Forget banning Botox for under 18s, it's nail bars offering lip fillers that are the real danger says doctor
“You can potentially do an awful lot more damage to someone’s face with a lip filler than with Botox.”
Last week, it came to light that the Department of Health was considering an outright ban on Botox and dermal fillers for under 18s. Coming in the wake of a similar ban on using sunbeds, Minister Simon Harris has asked his officials to examine tighter regulation of injectables, the Irish Times reported.
However, Dr James Cotter of SISU Aesthetic Clinics says that by touting a headline-grabbing ban, the Government is fundamentally misunderstanding the issue at hand. Putting aside the fact that Botox is a prescription drug that can only legally be administered by a doctor or dentist, Dr Cotter says that, in his experience, teenagers are not the ones looking for it.
“I have never had someone under 18 looking for cosmetic Botox. Botox is used to treat wrinkles and teenagers don’t have wrinkles. There are other medical reasons why someone under 18 might be seeking Botox treatment, but they are never cosmetic.”
Dr Cotter adds that he hasn’t seen demand for dermal fillers from those younger than their late 20s, the age that the face begins to lose volume. However, there is significant demand among young women for lip fillers – the administration of which is currently unregulated.
“Young women are going to beauticians, nail bars and other non-medical people to have lip fillers done. There’s been a huge increase in people presenting at A&E with complications from lip fillers that are badly placed or incorrectly administered. That can cause infection, or even block the blood supply to the lips and cause necrosis where the tissue dies. Not looking good is the least of the worries for these women.”
Across SISU’s clinics in Dublin, Cork, Kerry and Belfast, Dr Cotter says he is seeing at least one patient a month who has had a complication from lip fillers that they need fixed.
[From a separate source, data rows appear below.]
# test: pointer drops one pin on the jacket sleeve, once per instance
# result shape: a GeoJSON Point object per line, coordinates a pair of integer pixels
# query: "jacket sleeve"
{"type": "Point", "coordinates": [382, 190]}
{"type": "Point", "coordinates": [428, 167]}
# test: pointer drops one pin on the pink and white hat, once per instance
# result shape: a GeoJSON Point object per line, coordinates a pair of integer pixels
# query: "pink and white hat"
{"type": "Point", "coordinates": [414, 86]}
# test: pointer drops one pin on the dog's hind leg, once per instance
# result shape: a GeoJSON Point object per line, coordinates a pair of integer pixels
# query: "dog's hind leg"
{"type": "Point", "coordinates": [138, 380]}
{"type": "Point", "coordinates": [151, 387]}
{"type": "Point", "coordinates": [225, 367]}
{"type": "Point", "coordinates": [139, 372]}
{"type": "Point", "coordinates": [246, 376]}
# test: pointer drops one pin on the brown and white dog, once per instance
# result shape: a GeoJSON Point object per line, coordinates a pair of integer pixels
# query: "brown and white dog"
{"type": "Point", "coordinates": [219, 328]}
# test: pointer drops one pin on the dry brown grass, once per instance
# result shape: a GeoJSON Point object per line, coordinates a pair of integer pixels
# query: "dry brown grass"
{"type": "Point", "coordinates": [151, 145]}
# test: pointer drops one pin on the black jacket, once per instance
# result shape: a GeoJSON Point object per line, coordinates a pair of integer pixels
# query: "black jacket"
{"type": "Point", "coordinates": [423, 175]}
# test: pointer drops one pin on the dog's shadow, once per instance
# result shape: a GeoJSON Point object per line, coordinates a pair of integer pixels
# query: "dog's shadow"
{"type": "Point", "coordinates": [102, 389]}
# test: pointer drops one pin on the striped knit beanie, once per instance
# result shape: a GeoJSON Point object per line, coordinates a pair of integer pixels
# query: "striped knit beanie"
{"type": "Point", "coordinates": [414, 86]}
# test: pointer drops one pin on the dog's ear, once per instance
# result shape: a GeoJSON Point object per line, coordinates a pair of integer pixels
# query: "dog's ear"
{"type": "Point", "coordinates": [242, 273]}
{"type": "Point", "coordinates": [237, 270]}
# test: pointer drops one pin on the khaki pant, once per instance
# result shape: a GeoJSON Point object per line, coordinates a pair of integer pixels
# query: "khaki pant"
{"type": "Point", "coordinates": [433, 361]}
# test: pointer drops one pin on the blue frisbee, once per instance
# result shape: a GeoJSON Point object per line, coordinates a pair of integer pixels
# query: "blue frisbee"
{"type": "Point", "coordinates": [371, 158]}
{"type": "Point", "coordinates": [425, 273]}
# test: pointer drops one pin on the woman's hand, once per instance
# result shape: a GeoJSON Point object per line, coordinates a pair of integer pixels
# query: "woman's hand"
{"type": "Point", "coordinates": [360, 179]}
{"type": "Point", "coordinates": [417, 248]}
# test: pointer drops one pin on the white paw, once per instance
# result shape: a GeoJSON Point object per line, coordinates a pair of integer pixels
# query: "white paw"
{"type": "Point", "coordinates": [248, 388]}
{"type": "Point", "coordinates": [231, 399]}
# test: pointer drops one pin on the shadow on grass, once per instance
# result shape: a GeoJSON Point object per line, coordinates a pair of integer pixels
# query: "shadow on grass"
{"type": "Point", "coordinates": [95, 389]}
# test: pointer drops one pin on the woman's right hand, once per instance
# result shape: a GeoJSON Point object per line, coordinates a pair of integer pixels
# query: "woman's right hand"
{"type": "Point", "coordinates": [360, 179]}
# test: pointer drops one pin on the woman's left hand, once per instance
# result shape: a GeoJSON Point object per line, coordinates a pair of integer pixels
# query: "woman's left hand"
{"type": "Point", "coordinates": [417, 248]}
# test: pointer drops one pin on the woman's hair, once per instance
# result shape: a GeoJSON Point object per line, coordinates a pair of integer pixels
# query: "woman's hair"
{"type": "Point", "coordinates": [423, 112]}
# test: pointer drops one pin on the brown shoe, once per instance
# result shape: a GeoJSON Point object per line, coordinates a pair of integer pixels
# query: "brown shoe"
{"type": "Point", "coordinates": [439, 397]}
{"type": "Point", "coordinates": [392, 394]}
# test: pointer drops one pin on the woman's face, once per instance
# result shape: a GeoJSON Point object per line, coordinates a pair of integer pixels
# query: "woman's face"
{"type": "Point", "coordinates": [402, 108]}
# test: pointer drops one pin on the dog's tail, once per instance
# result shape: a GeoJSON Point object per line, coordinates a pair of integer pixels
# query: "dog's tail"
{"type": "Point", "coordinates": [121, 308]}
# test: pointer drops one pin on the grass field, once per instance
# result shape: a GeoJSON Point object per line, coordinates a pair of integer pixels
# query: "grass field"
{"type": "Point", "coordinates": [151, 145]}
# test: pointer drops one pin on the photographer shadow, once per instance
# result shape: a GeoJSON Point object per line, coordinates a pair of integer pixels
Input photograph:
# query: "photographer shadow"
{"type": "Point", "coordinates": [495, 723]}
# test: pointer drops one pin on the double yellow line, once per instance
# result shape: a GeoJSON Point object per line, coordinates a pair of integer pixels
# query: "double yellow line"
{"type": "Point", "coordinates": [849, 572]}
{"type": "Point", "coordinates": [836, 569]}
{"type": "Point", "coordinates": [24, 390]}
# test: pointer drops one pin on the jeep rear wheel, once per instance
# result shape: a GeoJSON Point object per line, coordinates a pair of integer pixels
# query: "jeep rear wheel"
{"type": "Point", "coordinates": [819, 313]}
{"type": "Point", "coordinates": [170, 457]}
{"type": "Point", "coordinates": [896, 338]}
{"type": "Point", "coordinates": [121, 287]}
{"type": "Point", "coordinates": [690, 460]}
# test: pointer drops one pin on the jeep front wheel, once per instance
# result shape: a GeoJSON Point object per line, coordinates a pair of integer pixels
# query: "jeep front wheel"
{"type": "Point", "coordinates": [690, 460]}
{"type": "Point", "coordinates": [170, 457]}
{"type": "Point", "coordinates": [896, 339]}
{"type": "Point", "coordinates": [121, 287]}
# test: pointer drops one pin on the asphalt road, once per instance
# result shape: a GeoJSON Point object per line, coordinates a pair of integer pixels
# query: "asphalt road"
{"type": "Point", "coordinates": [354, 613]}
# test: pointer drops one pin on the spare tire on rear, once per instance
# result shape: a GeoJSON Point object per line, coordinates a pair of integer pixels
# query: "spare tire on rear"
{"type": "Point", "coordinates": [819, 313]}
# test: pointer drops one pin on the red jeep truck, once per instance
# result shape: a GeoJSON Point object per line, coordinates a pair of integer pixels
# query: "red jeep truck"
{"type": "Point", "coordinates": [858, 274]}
“When they go back to where they had the treatment done, there’s no aftercare. Someone working in a nail bar is not going to have the knowledge of how to treat them and can’t prescribe antibiotics or steroids or drain an abscess.”
Dr Cotter says that the Government could immediately solve the problem by bringing lip fillers into the same space as Botox, controlling who and where they can be administered. It’s speculated that products such as dermal fillers may be considered to be medical devices under EU law from next year, however Dr Cotter says that doesn’t automatically mean that there will be restrictions on who can administer them.
As for those looking for a Kardashian-worthy pout, Dr Cotter advises educating yourself before going under the syringe.
“In recent years, aesthetic treatments have been normalised to a huge extent in Irish society – but you have to be careful on what you accept as normal. The best advice is not to go to a nail bar for lip fillers, go to a qualified doctor at a clinic that is doing a high volume of these treatments.”